Organizações ligadas à liberdade de expressão e de imprensa rechaçaram a medida alegando que ela prejudica o acesso à informação local de diversas comunidades. O Ponto 6.5 do Acordo de Paz da
Colômbia prevê que essas emissoras divulguem o progresso da implementação dos termos do acordo, promovam a educação da convivência e ofereçam espaços de informação às comunidades impactadas por mais
de 50 anos de conflitos armados internos na Colômbia.

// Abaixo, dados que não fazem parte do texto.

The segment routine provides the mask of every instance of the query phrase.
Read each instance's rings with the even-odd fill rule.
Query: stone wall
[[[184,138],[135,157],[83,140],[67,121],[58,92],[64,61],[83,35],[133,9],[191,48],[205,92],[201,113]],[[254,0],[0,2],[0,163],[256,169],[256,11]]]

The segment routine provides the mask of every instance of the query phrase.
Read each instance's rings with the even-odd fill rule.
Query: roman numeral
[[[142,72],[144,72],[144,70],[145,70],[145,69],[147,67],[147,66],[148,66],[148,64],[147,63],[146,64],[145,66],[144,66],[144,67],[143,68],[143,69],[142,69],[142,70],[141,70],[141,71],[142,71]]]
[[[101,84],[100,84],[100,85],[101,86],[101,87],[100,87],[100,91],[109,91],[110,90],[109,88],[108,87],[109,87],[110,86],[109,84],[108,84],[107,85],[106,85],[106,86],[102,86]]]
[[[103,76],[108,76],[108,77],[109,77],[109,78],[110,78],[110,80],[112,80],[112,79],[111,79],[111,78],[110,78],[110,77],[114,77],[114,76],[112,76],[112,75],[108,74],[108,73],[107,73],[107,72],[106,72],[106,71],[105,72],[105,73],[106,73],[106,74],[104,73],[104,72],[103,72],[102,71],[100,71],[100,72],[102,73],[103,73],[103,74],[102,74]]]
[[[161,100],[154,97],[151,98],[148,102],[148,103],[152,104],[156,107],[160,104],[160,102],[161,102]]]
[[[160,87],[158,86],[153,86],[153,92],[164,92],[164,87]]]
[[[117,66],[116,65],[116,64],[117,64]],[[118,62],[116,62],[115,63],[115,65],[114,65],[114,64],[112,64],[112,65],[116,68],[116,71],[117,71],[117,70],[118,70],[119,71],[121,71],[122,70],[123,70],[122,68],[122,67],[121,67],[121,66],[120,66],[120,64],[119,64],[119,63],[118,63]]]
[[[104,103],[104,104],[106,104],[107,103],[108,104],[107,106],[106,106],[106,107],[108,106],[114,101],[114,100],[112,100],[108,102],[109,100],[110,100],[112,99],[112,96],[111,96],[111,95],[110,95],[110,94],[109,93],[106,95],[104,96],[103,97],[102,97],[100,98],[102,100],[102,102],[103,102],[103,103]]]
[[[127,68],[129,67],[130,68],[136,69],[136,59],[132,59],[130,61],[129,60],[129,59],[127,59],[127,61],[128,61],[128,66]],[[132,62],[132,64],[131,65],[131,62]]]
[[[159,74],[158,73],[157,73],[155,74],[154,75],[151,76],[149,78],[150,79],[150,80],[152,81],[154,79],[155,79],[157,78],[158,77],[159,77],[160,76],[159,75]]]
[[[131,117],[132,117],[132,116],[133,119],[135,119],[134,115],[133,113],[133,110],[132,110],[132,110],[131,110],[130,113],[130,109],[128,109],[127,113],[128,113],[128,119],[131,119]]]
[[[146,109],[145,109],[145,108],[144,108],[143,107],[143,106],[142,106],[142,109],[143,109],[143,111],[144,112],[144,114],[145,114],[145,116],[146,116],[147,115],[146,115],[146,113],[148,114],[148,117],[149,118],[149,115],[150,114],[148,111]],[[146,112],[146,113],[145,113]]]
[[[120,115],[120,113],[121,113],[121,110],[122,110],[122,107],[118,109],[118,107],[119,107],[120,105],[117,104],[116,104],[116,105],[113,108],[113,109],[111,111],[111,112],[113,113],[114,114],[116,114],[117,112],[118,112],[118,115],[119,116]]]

De acordo com o Ministério da Tecnologia, Inovação e Comunicações da Colômbia, a medida busca a “transformação integral do Sistema de Mídias
Públicas” para “recuperar” o caráter “público, plural e independente” do sistema. O governo Espriella, que é crítico do Acordo de Paz de 2016, acusou o noticiário das emissoras de funcionarem como
“aparato de propaganda” supostamente a serviço de “interesses particulares ou políticos”. “A entidade será um Sistema de Mídia Pública, não um instrumento político”, comunicou, em nota, o ministério
responsável pela empresa Inravisón, que administra o sistema público de comunicação colombiano. O governo ainda destacou que o jornalismo consumia “aproximadamente 90% dos recursos e do pessoal
disponível”. Entidades criticam A Fundação para a Liberdade de Imprensa (FLIP), a Missão de Observação Eleitoral (MOE) e a Associação Mundial de Rádios Comunitárias (Amarc) rechaçaram, em nota, a
decisão do governo colombiano alegando que ela restringe o acesso de comunidades inteiras à informação sobre seus próprios territórios.